Civil Society Network on Climate Change has made several recommendations to the Tonse Alliance government on climate change and disaster risk management in the country.
The network, which coordinates civil societies on climate change advocacy and disaster risk management legal and policy framework and action, made the call at a press briefing in Lilongwe on Friday.
In a statement, the network’s national coordinator Julius Ng’oma said there is need to increase budgetary allocations to the climate change and disaster risk management sector which comprises the environment, forests, wildlife and natural resources management sectors.
He said: “These sectors are crucial to the adaptation and mitigation to climate change impacts in Malawi. Experience has shown that climate change, disaster risk management and environment and natural resources management issues in general have received some of the least budgetary allocations from government.”
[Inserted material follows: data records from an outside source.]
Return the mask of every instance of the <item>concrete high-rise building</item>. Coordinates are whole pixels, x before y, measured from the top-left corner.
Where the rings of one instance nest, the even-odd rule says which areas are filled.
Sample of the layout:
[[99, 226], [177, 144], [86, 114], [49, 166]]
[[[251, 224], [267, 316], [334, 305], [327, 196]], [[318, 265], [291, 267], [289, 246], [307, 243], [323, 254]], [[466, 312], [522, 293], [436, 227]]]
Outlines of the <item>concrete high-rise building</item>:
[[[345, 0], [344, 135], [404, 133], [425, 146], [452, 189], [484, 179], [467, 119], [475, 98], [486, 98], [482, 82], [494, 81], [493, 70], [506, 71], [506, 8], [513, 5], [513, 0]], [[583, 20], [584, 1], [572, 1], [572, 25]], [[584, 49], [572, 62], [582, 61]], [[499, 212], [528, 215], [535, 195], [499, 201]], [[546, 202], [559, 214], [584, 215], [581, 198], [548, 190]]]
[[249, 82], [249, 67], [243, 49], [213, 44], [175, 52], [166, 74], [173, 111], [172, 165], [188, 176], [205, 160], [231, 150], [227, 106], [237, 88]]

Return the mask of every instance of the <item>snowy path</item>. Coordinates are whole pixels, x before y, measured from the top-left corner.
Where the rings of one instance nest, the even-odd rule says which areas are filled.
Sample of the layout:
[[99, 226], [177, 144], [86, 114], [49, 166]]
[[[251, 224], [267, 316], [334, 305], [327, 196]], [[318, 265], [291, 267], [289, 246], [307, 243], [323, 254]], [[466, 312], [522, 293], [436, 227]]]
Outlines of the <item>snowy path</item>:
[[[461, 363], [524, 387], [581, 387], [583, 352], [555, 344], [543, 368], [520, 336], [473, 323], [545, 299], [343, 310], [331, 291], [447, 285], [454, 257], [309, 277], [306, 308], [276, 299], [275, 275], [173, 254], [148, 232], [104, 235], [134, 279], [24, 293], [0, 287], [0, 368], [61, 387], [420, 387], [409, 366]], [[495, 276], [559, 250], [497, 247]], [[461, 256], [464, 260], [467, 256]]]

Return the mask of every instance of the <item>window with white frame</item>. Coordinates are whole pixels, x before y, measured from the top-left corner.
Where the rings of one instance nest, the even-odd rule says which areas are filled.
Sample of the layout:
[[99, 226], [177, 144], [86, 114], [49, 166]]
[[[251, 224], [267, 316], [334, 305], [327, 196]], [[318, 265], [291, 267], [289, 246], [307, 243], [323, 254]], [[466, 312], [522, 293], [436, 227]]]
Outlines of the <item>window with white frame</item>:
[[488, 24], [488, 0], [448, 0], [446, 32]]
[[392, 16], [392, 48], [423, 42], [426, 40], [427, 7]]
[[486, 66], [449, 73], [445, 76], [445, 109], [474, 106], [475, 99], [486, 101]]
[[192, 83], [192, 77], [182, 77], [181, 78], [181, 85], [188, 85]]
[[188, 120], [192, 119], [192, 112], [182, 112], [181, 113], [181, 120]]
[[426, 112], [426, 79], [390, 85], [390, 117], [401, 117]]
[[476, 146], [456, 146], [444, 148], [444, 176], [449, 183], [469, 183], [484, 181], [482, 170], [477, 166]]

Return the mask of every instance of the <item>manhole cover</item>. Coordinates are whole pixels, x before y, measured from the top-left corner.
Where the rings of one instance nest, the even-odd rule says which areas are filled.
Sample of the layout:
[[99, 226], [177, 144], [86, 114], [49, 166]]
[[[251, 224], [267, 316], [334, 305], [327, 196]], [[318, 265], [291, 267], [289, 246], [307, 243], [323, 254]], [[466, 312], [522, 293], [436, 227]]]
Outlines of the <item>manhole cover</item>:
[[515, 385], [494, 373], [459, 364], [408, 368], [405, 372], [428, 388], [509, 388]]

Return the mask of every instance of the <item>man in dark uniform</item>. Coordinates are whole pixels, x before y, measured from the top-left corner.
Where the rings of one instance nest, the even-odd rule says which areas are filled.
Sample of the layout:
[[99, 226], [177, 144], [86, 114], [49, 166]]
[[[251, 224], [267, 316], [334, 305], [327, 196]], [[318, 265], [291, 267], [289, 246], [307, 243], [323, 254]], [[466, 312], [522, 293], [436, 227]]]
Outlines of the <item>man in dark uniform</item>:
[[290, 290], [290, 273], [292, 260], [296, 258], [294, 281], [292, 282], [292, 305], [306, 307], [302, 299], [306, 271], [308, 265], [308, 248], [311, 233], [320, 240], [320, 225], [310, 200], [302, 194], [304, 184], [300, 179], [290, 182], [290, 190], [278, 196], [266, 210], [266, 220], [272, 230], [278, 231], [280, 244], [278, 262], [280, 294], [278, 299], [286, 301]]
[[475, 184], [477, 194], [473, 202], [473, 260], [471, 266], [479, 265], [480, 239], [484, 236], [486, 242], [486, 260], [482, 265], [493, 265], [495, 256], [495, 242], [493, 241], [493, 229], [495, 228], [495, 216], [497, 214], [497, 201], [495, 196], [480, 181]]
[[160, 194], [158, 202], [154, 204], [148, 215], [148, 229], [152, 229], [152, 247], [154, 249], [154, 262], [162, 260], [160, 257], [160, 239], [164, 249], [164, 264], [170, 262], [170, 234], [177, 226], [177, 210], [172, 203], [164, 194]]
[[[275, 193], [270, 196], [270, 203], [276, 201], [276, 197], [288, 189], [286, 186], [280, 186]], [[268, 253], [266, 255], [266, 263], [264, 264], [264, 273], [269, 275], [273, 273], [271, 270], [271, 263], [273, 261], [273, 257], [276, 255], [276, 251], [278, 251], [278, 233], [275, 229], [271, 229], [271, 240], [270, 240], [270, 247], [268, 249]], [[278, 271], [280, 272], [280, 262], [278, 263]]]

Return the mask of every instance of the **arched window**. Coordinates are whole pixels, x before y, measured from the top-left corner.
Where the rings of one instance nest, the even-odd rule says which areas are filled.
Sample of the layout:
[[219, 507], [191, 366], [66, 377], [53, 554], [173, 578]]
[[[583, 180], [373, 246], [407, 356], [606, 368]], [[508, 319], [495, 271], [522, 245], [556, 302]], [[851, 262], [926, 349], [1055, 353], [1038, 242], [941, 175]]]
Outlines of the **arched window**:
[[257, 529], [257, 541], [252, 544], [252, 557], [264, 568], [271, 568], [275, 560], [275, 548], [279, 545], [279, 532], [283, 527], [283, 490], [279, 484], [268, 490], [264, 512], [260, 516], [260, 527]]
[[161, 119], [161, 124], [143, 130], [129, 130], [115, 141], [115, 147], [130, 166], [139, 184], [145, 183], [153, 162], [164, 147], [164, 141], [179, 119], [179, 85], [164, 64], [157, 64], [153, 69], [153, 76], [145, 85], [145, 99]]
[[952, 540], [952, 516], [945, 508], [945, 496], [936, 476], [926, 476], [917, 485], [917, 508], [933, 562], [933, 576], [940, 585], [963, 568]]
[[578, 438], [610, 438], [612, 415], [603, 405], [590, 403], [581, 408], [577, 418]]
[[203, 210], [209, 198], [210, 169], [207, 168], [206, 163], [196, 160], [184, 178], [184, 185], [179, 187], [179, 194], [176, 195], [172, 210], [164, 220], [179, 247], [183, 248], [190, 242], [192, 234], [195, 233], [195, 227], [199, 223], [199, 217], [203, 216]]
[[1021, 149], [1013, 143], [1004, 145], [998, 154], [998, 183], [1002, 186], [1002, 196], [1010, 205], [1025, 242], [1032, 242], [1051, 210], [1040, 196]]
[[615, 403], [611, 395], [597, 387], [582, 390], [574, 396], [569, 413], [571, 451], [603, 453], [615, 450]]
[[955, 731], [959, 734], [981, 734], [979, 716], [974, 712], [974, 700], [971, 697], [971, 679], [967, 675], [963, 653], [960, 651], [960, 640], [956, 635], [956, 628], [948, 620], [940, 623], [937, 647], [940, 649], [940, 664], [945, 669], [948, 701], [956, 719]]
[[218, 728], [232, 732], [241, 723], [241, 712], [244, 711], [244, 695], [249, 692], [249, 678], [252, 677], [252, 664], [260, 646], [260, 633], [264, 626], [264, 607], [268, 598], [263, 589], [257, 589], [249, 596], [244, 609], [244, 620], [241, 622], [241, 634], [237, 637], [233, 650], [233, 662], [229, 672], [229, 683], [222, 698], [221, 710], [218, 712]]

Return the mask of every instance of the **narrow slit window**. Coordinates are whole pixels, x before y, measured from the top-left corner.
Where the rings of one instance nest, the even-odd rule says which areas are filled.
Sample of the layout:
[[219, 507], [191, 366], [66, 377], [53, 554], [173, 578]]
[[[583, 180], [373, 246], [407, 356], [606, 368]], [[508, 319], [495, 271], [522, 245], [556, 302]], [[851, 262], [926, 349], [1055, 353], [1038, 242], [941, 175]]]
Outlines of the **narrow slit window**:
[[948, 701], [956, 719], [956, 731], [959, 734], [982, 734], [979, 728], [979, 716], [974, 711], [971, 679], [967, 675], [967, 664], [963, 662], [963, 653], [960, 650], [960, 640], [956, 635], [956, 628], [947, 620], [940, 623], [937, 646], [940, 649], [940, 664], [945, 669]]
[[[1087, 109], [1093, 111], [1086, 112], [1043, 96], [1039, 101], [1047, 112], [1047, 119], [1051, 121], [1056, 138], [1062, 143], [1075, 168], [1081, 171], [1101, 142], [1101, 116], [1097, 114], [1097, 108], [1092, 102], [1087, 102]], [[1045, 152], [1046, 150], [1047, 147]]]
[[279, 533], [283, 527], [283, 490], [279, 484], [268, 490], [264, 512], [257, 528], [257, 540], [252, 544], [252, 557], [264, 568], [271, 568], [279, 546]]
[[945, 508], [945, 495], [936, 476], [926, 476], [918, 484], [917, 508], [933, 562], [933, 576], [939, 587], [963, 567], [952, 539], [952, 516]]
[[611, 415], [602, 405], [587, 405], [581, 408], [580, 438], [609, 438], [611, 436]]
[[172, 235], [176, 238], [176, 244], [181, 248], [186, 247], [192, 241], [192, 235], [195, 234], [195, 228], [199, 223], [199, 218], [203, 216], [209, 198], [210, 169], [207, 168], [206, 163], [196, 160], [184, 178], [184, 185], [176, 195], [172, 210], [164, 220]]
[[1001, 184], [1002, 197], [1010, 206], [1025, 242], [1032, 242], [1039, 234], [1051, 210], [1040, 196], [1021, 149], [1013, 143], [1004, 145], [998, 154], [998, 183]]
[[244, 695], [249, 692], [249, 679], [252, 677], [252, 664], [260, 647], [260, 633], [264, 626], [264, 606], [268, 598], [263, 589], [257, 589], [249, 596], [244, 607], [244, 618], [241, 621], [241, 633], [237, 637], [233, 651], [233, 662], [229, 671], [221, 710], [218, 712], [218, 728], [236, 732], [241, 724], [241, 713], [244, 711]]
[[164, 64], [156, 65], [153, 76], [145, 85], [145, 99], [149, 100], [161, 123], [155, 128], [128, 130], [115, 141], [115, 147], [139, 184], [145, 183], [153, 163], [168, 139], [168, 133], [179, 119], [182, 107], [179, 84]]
A 2018 Irish Aid analysis showed that during the implementation of the Malawi Growth and Development Strategy II, climate change, natural resources and environmental management received the least financial allocation with less than one percent of the national budget allocation between the 2011/2012 and 2015/16 financial years.
However, in the past five decades alone, the country experienced 19 major floods and seven severe droughts.
Ng’oma called for the need to finalise the draft Disaster Risk Management Bill, considering the gaps that the Department of Disaster Management Affairs and other stakeholders have been highlighting in relation to the sector.
On his part, the network’s board member Blessings Chinsinga said it is crucial for President Lazarus Chakwera to prioritise climate change management and disaster risk management.
He said: “It is very important for us as representatives of the community of civil society working in climate change and disaster risk management to highlight that we are alert and give our recommendations to the newly elected government. We recognise the gravity of climate change and its impact on the economy, the environment.”
The organisation has been working with government in strategising and developing policies and plans that guide and govern the management of climate change and disaster risk management in the country.
The country has several policy documents that address climate change, including the National Climate Change Management Policy, National Climate Change Investment Plan, National Climate Change Programme and the Malawi Growth and Development Strategy III.